TheCconnects: How your product/solution can help to resolve the pain points of your customers?
Dr. Jayanth Neelakanta: Equip helps recruiters screen candidates on skills with its automated skill assessments. As the hiring process shifts online, the number of candidates applying for open positions has increased massively. Recruiters are finding it difficult to identify relevant profiles because they must spend a lot of time manually parsing each CV or getting on a call with every candidate.
Our automated skill assessments help recruiters filter candidates across roles like engineering, data science, sales, and support, etc. By specifying the relevant skills and desired experience, a recruiter can create a shareable assessment in less than 2 minutes. The candidate takes the assessment on Equip and the recruiter uses this score to screen them.

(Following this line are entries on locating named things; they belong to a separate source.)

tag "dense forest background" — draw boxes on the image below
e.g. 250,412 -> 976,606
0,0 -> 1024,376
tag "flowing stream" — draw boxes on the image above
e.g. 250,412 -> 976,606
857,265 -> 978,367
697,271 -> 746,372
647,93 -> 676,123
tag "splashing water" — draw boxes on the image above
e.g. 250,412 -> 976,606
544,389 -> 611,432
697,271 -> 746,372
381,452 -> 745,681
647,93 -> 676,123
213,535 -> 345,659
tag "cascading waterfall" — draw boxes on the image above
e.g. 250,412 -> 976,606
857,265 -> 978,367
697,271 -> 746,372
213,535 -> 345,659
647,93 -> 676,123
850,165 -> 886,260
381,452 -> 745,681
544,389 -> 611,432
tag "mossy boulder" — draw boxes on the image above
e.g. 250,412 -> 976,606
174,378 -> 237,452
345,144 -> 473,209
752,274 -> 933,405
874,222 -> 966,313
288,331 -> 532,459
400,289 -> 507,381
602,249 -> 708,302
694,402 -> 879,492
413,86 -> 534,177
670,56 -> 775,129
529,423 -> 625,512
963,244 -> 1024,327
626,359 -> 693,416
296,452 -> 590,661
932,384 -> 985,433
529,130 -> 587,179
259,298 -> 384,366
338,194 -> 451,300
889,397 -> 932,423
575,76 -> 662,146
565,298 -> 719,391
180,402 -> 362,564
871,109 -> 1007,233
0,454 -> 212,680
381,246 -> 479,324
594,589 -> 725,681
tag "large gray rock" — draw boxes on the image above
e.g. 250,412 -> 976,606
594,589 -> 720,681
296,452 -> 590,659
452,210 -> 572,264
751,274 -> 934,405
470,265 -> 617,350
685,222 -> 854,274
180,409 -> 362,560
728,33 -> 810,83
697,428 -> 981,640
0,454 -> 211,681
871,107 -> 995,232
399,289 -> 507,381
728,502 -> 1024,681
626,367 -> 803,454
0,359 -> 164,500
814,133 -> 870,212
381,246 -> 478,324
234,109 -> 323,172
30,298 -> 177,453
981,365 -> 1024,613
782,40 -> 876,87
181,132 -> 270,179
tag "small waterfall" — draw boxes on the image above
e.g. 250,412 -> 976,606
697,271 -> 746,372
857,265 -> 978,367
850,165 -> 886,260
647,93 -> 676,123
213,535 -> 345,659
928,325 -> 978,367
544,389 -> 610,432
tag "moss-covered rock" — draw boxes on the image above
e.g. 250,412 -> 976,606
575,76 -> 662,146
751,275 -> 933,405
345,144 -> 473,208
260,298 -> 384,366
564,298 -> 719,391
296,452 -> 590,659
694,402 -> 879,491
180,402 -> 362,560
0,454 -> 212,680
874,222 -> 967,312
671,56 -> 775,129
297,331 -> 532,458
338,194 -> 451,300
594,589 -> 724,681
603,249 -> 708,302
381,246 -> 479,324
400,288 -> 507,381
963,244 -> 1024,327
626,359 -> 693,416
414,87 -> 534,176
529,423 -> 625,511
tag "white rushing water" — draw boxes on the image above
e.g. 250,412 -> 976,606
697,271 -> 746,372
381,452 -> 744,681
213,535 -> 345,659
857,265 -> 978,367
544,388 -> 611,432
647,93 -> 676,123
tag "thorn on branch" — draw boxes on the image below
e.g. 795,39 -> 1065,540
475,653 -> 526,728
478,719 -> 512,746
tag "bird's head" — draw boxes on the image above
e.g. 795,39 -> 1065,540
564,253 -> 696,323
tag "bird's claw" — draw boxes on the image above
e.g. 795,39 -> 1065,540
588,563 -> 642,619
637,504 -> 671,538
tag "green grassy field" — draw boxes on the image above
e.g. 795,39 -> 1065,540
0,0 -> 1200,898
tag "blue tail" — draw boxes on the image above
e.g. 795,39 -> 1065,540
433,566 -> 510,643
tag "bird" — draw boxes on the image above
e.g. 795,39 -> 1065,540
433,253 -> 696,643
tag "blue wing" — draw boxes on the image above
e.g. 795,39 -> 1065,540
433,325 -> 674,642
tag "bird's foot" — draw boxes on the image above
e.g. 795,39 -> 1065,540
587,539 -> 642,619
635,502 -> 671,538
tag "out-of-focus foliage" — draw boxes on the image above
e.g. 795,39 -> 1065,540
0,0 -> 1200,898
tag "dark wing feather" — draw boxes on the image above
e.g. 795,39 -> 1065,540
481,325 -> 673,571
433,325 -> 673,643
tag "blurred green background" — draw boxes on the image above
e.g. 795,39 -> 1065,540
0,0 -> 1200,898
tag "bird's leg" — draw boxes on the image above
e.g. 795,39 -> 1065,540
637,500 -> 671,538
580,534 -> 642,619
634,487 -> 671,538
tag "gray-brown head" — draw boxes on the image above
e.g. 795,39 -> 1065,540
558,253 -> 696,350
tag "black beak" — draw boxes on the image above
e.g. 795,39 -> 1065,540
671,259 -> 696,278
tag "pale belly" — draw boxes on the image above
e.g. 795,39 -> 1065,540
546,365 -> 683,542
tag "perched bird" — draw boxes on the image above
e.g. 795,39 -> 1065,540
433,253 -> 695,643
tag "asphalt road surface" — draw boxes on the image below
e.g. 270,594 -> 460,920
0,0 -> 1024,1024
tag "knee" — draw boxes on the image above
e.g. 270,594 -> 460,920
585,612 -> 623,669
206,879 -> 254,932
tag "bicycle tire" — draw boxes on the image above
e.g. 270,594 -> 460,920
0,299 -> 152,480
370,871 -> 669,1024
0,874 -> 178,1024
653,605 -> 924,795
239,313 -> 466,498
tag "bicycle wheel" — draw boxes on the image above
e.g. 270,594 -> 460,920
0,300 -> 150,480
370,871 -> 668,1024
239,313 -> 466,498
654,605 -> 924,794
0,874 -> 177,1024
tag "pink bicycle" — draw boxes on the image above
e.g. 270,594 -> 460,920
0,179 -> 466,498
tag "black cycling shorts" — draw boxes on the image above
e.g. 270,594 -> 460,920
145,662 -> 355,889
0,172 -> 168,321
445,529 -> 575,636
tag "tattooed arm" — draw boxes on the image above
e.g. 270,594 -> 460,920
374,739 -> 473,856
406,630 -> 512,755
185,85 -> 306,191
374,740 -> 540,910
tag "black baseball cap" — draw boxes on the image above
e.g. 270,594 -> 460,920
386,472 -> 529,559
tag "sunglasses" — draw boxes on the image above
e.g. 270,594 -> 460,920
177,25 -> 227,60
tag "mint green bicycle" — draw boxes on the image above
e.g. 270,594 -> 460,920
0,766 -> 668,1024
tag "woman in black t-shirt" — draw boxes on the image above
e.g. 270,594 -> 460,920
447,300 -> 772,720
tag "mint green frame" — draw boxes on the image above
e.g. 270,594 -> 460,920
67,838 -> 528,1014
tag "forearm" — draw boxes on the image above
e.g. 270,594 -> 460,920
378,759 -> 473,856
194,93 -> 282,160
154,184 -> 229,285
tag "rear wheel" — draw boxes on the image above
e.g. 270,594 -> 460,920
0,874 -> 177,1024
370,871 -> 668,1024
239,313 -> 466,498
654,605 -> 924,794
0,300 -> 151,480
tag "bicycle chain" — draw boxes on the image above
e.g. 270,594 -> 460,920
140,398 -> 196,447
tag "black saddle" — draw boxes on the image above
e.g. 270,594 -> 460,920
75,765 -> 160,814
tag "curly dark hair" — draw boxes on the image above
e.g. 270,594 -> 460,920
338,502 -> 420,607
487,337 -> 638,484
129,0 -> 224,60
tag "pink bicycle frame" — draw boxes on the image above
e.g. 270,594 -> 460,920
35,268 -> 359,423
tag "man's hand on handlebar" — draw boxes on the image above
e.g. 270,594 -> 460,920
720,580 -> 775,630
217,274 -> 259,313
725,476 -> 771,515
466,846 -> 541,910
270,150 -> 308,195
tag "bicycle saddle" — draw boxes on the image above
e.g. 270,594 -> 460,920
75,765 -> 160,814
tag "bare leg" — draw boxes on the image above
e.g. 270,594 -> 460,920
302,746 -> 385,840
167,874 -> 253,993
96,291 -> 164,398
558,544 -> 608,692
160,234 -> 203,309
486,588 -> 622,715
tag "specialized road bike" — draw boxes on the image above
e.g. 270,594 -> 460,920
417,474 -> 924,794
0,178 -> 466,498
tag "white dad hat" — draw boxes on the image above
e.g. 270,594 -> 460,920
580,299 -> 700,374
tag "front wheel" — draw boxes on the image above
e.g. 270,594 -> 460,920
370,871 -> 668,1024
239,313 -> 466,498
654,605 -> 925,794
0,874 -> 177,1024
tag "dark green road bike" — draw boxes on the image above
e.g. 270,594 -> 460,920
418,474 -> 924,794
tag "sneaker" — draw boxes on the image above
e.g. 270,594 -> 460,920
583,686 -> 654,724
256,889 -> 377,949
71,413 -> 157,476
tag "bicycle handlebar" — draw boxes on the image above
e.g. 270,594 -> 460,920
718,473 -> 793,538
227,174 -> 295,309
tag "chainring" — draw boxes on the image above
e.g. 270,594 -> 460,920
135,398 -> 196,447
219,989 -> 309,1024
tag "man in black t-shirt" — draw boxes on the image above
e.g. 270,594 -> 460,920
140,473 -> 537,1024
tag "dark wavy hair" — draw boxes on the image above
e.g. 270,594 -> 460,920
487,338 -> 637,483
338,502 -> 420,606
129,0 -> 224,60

On average, recruiters shortlist only the top 3% of the assessed candidates, and so we help them save 97% of their time!
TheCconnects: Do you have any advice for those who want to become a chief executive officer?
Dr. Jayanth Neelakanta: Opinions may be divided on this, but I think having a couple of years of work experience at a startup before your first company will be very beneficial. If there is one thing I would have done differently, it may have been this. I mean, the advantage of going straight into entrepreneurship like I did is that you have to learn everything from scratch in a very raw manner so that you will retain the lessons viscerally.
But, if you spend a couple of years at a startup, you really learn a lot about startup culture, the jargon, the priorities, and so on. Most important, and I cannot stress this enough, you build a network. That has been a huge handicap to me.
When you want to hire your first engineer or designer, it is so much easier if you can tap into a network. Plus, I guess you can save up a bit during your employment and that comes in handy during the first couple of years of your new startup. Because unless you are lucky enough to raise capital with just an idea, your bank balance depletes rapidly!